Fitch Affirms Eagle Pass, Texas' Water and Sewer Revs at 'A'; Outlook Stable
--\$20 million waterworks and sewer system revenue bonds.
The Rating Outlook is Stable.
SECURITY
The bonds are secured by a senior lien on net revenues of the city's combined water and sewer system (the system).
KEY RATING DRIVERS
ABOVE AVERAGE COVERAGE/ADEQUATE LIQUIDITY: Debt service coverage (DSC) remains strong and above average for the rating category at 2.7x in fiscal 2014 but is expected to weaken with anticipated future issuances absent an offsetting rate adjustment.

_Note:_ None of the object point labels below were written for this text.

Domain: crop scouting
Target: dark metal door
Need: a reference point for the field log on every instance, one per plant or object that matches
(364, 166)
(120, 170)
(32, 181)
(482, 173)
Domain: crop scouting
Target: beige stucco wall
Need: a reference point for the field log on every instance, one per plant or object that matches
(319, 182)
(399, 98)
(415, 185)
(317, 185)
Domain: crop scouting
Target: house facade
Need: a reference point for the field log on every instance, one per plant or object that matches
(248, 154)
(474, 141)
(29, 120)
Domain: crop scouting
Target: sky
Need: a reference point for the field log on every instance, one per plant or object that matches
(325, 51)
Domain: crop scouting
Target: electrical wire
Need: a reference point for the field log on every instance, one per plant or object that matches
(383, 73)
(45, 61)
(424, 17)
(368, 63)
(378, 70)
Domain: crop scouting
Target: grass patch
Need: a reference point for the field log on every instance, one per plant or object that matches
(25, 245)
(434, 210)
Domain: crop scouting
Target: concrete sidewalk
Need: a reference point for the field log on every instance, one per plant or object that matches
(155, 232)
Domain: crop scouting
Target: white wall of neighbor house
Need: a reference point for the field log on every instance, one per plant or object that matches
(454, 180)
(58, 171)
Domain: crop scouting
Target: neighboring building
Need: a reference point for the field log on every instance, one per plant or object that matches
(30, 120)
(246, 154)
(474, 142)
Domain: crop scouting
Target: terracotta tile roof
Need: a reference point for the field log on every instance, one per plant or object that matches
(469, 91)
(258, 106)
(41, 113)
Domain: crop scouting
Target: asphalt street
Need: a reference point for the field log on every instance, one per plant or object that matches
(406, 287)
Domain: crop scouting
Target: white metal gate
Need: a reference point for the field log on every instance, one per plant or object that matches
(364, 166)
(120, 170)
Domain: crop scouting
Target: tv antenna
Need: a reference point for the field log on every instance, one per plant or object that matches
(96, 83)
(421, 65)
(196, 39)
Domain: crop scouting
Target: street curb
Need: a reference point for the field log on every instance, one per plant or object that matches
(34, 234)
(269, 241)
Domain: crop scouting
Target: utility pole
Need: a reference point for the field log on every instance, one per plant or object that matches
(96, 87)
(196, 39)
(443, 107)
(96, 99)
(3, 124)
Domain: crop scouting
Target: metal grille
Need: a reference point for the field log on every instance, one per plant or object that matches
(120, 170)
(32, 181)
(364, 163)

Liquidity, including system reserves, has averaged a weaker six months of operating expenses for the last three fiscal years.
EXPANDING DEBT PROFILE: The system's capital program will necessitate additional borrowing, increasing the system's currently favorable debt burden to more moderate levels.
ADEQUATE WATER SUPPLY: Water supplies are adequate for the system's current demand. However, a material ramp up in water demand in the near term would necessitate acquisition of additional supplies.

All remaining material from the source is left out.